Le scénario très impressionnant inspiré du livre The Religion de Nicholas Conde ménage le suspens le plus fort, fonctionne comme une boucle parfaite, un engrenage terrifiant duquel les individus ressortent broyés ou métamorphosés. Le personnage emblématique du film n’est pas tant, de ce point de vue, celui endossé par Martin Sheen que celui joué par Helen Shaver. Dénonciation des sectes religieuses criminelles, vampirisation insidieuse ou ouverte de la modernité rationnelle américaine par une religion primitive venue d’Afrique et implantée dans sa communauté afro-latine, elle-même organisée comme un objet de pouvoir auquel les membres sont prêts à sacrifier leurs enfants pour assurer leur prospérité, fragilité de la conscience humaniste héritée de la civilisation gréco-latine : les thèmes sont vastes, amples, profonds. Ils sont exprimés sous la forme d’un alliage intéressant de film fantastique et de film policier dont le héros est un psychiatre policier : cette double particularité assure d’emblée au spectateur sa moins grande vulnérabilité mais elle est immédiatement battue en brèche, ce qui redouble l’effet d’angoisse, puis de franche terreur. Schlesinger a en outre dosé son casting d’une manière remarquable pour obtenir les effets dramatiques qu’il recherchait : deux stars (Sheen et Shaver), trois seconds rôles puissants (Robert Loggia, Richard Masur, Harris Yulin) et un terrifiant sorcier (Raul Davila ? Le personnage n’est pas nommé mais d’après l’ordre du générique de casting final, nous avons cru comprendre que c’était cet acteur-là) dont la première apparition, lors de son passage en douane, fait toujours froid dans le dos.

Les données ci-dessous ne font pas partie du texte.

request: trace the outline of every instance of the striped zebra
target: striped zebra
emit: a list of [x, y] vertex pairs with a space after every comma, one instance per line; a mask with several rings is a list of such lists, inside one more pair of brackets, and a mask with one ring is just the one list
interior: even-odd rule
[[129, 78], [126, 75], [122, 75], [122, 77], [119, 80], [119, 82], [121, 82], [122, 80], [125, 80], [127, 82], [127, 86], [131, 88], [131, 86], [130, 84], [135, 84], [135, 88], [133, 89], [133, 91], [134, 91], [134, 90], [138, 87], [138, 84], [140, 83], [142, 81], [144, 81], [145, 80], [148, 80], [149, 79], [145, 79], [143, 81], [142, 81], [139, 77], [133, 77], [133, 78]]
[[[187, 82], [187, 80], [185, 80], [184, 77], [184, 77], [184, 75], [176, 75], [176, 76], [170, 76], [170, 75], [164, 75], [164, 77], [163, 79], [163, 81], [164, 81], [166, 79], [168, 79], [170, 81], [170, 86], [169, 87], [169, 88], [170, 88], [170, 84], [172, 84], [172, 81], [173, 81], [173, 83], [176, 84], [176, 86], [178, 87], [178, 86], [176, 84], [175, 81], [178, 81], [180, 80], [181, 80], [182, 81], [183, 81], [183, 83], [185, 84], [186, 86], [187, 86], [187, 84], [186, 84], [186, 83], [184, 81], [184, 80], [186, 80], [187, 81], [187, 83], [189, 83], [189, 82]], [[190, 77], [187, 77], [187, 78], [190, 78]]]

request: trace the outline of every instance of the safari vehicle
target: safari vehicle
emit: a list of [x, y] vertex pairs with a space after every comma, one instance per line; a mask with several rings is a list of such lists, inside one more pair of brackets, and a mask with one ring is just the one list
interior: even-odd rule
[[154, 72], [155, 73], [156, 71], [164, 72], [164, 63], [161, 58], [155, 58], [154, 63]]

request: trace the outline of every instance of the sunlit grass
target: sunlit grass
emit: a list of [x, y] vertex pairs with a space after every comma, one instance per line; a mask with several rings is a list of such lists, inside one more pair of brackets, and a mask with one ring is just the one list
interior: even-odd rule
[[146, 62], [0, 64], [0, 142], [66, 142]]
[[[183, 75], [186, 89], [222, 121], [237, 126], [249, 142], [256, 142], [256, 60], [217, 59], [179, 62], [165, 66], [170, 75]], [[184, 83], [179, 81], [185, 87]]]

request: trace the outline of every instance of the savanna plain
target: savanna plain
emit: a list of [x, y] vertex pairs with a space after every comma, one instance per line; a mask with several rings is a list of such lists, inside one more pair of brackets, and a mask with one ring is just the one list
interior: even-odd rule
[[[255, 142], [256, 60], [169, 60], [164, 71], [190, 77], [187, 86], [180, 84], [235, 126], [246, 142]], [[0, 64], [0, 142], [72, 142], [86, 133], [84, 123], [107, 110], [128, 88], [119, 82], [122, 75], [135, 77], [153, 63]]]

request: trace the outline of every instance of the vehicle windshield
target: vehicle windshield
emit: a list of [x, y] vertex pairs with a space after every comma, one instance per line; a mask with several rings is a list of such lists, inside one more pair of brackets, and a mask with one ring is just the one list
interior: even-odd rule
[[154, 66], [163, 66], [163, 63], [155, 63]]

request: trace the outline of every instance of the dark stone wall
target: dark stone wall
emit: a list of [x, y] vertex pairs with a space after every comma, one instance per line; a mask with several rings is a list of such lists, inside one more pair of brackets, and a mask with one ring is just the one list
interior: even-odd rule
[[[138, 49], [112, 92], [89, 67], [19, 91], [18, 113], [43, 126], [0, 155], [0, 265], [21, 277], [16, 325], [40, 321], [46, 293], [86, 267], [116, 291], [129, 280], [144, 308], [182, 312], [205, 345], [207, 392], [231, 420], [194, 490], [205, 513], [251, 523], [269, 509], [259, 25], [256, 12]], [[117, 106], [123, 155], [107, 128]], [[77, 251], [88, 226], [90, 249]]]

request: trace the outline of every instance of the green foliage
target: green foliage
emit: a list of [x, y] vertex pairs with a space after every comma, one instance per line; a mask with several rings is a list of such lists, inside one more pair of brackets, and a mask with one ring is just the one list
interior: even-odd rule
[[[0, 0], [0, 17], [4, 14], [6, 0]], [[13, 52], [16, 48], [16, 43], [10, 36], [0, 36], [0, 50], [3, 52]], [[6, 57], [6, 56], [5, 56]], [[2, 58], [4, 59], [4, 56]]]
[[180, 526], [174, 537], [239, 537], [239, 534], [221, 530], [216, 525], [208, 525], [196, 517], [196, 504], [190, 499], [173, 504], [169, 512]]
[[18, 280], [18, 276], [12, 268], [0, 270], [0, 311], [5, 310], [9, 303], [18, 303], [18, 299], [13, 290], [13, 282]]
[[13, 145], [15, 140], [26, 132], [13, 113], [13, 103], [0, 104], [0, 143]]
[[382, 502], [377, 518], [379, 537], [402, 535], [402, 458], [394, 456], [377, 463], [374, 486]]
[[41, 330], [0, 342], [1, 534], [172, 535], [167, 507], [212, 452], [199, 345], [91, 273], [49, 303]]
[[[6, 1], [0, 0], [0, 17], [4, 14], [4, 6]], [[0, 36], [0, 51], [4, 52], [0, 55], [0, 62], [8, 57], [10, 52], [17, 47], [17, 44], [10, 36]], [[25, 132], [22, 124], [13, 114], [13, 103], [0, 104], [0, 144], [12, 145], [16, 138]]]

L’interpénétration de la logique et de l’irrationnel – celle qui est au cœur de la relation entre surnaturel et nature dans la mentalité primitive telle que les grands sociologues et anthropologues l’ont étudiée au début du XXe siècle – est parfaitement illustrée : les apparences, le moindre détail sont ainsi passibles d’une double interprétation selon qu’on est croyant (believer) ou non. L’enfant, immature et passible de cette double mentalité jusqu’à un certain âge, en est le symbole comme la victime désignée et ambivalente. Interpénétration qui repose sur une réalité chiffrée dont le code terrible est synonyme d’une logique sacrificielle finale aberrante mais bien réelle.

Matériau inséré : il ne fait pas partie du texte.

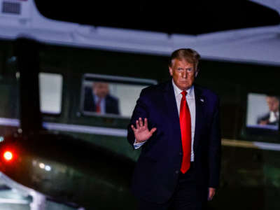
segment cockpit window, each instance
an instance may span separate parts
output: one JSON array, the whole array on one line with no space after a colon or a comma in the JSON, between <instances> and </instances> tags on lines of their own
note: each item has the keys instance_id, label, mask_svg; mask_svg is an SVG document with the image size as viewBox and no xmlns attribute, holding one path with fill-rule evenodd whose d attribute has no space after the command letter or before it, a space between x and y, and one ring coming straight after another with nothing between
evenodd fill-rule
<instances>
[{"instance_id":1,"label":"cockpit window","mask_svg":"<svg viewBox=\"0 0 280 210\"><path fill-rule=\"evenodd\" d=\"M86 74L80 110L86 115L129 118L141 90L155 80Z\"/></svg>"},{"instance_id":2,"label":"cockpit window","mask_svg":"<svg viewBox=\"0 0 280 210\"><path fill-rule=\"evenodd\" d=\"M62 111L62 76L59 74L40 73L40 108L47 114L59 114Z\"/></svg>"}]
</instances>

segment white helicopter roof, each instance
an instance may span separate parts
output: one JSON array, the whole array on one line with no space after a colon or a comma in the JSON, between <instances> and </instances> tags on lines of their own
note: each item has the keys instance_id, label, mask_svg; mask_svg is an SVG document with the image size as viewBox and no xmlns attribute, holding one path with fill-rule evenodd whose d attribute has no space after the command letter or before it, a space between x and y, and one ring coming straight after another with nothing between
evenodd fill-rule
<instances>
[{"instance_id":1,"label":"white helicopter roof","mask_svg":"<svg viewBox=\"0 0 280 210\"><path fill-rule=\"evenodd\" d=\"M278 11L277 0L255 0ZM192 48L202 58L280 66L280 25L188 35L94 27L48 19L34 0L0 0L0 38L30 37L50 44L169 55Z\"/></svg>"}]
</instances>

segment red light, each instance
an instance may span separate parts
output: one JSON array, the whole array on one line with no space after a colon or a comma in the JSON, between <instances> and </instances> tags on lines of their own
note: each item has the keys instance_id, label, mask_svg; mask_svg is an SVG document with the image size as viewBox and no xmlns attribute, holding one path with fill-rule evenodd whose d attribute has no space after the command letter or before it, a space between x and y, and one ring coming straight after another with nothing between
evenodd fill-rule
<instances>
[{"instance_id":1,"label":"red light","mask_svg":"<svg viewBox=\"0 0 280 210\"><path fill-rule=\"evenodd\" d=\"M6 151L3 156L7 161L10 161L13 159L13 153L10 151Z\"/></svg>"}]
</instances>

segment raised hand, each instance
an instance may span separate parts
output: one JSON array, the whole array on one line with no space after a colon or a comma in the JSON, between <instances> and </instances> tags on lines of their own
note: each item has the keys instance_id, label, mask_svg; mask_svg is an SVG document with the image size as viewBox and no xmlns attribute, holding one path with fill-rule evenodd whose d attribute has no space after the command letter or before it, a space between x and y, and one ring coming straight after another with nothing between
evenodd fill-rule
<instances>
[{"instance_id":1,"label":"raised hand","mask_svg":"<svg viewBox=\"0 0 280 210\"><path fill-rule=\"evenodd\" d=\"M149 131L148 128L147 118L144 119L144 122L143 123L141 118L139 118L139 120L136 120L136 128L133 125L132 125L131 127L134 132L134 136L136 143L147 141L153 135L153 133L157 130L156 127L153 127Z\"/></svg>"}]
</instances>

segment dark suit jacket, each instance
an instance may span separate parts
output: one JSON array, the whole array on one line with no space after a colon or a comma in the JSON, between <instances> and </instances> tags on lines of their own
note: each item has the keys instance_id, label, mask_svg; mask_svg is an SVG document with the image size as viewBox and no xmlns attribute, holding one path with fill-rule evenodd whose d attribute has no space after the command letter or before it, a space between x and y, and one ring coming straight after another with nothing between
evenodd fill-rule
<instances>
[{"instance_id":1,"label":"dark suit jacket","mask_svg":"<svg viewBox=\"0 0 280 210\"><path fill-rule=\"evenodd\" d=\"M216 94L198 85L195 97L195 171L198 187L217 188L220 165L219 103ZM141 146L132 178L132 192L140 199L167 202L177 184L182 160L179 117L172 80L144 89L128 126L127 139L135 140L130 127L139 117L157 127Z\"/></svg>"},{"instance_id":2,"label":"dark suit jacket","mask_svg":"<svg viewBox=\"0 0 280 210\"><path fill-rule=\"evenodd\" d=\"M270 120L270 113L269 112L269 113L266 113L265 115L258 118L257 123L260 124L260 121L265 120L265 121L267 121L267 125L278 125L279 120L276 120L273 121L273 122L269 122L268 120Z\"/></svg>"},{"instance_id":3,"label":"dark suit jacket","mask_svg":"<svg viewBox=\"0 0 280 210\"><path fill-rule=\"evenodd\" d=\"M94 103L94 95L92 89L90 88L85 88L85 98L83 103L83 111L96 111ZM118 99L111 95L106 95L105 97L105 113L120 114L118 108Z\"/></svg>"}]
</instances>

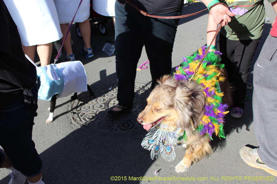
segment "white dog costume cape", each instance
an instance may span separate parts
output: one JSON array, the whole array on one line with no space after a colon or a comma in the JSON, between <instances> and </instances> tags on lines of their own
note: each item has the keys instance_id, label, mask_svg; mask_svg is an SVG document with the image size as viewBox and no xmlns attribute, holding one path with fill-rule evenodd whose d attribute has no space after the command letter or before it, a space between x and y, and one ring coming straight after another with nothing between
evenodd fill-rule
<instances>
[{"instance_id":1,"label":"white dog costume cape","mask_svg":"<svg viewBox=\"0 0 277 184\"><path fill-rule=\"evenodd\" d=\"M75 92L87 90L86 74L79 61L69 61L37 68L37 80L40 86L38 98L50 101L53 96L57 98Z\"/></svg>"}]
</instances>

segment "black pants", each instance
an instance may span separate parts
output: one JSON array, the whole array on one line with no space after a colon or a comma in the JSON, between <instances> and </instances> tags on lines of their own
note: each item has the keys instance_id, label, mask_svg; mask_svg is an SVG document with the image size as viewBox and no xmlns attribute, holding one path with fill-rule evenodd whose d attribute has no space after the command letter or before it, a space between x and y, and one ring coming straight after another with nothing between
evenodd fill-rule
<instances>
[{"instance_id":1,"label":"black pants","mask_svg":"<svg viewBox=\"0 0 277 184\"><path fill-rule=\"evenodd\" d=\"M225 64L229 82L234 87L234 104L231 107L244 107L249 70L259 41L260 38L232 41L219 35L221 62Z\"/></svg>"},{"instance_id":2,"label":"black pants","mask_svg":"<svg viewBox=\"0 0 277 184\"><path fill-rule=\"evenodd\" d=\"M118 80L118 105L132 106L136 68L144 45L149 60L152 88L157 79L170 75L171 56L179 19L152 18L143 15L127 3L115 3L115 54ZM178 12L159 15L179 15Z\"/></svg>"}]
</instances>

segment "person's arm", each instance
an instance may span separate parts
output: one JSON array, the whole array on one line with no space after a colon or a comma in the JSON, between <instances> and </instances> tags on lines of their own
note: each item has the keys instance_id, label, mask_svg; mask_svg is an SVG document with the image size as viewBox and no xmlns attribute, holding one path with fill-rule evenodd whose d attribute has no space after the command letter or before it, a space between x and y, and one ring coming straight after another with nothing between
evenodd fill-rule
<instances>
[{"instance_id":1,"label":"person's arm","mask_svg":"<svg viewBox=\"0 0 277 184\"><path fill-rule=\"evenodd\" d=\"M215 45L215 39L211 44L211 42L215 36L217 30L218 24L217 24L213 18L211 13L209 13L209 19L208 21L208 26L207 27L207 46L211 44L210 49L212 51L215 48L213 48Z\"/></svg>"},{"instance_id":2,"label":"person's arm","mask_svg":"<svg viewBox=\"0 0 277 184\"><path fill-rule=\"evenodd\" d=\"M275 1L274 2L271 3L271 5L272 6L272 7L273 8L273 10L275 12L275 13L277 15L277 1ZM273 21L273 23L271 25L271 26L273 26L274 22L275 22L275 20Z\"/></svg>"},{"instance_id":3,"label":"person's arm","mask_svg":"<svg viewBox=\"0 0 277 184\"><path fill-rule=\"evenodd\" d=\"M201 1L205 4L206 6L209 7L210 3L213 4L215 2L218 1L217 0L201 0ZM220 24L223 20L223 23L222 26L228 24L228 22L231 21L231 18L230 16L233 17L235 14L231 12L229 9L222 4L216 5L211 8L210 9L211 13L211 15L217 24Z\"/></svg>"}]
</instances>

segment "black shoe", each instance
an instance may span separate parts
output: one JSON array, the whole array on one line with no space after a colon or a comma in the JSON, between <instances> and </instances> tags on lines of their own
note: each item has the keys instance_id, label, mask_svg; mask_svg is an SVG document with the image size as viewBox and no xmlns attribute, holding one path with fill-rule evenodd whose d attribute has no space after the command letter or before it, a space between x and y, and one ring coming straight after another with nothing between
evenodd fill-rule
<instances>
[{"instance_id":1,"label":"black shoe","mask_svg":"<svg viewBox=\"0 0 277 184\"><path fill-rule=\"evenodd\" d=\"M108 38L106 39L106 41L108 43L114 43L114 39L115 38L115 36L112 36L111 37L110 37L110 38Z\"/></svg>"},{"instance_id":2,"label":"black shoe","mask_svg":"<svg viewBox=\"0 0 277 184\"><path fill-rule=\"evenodd\" d=\"M113 110L113 109L115 107L118 107L119 109L121 109L122 110L118 111ZM117 117L121 114L126 114L131 109L132 109L132 106L127 107L122 107L120 106L113 107L110 110L108 111L108 113L107 113L106 116L109 118Z\"/></svg>"}]
</instances>

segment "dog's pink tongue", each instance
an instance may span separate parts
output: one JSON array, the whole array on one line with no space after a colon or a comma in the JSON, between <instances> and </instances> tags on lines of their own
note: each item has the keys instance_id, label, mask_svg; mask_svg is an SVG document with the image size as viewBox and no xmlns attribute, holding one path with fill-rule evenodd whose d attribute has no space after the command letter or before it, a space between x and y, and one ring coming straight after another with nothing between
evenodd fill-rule
<instances>
[{"instance_id":1,"label":"dog's pink tongue","mask_svg":"<svg viewBox=\"0 0 277 184\"><path fill-rule=\"evenodd\" d=\"M152 124L148 124L148 125L143 125L143 128L146 130L147 131L148 131L151 128L151 127L152 127Z\"/></svg>"}]
</instances>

The Believers demeure un film absolument cohérent, dont la cohérence même renforce l’effet de panique totale. Un grand Schlesinger et un des films fantastiques majeurs des années 1980-1990 à placer quelque part entre Devil’s Bride [Les Vierges de Satan] (Angleterre, 1967) de Terence Fisher, Rosemary’s Baby (États-Unis, 1968) de Roman Polanski et L’Exorciste (États-Unis, 1973) de William Friedkin, inspiré d’ailleurs comme ces trois-là par une œuvre littéraire préalable à son écriture cinématographique.

*Cette critique, parue en première version sur le site Écranlarge, avait été initialement rédigée dans le cadre d'un test global du DVD M.G.M. PAL zone 2, à sa sortie vidéo française en octobre 2004.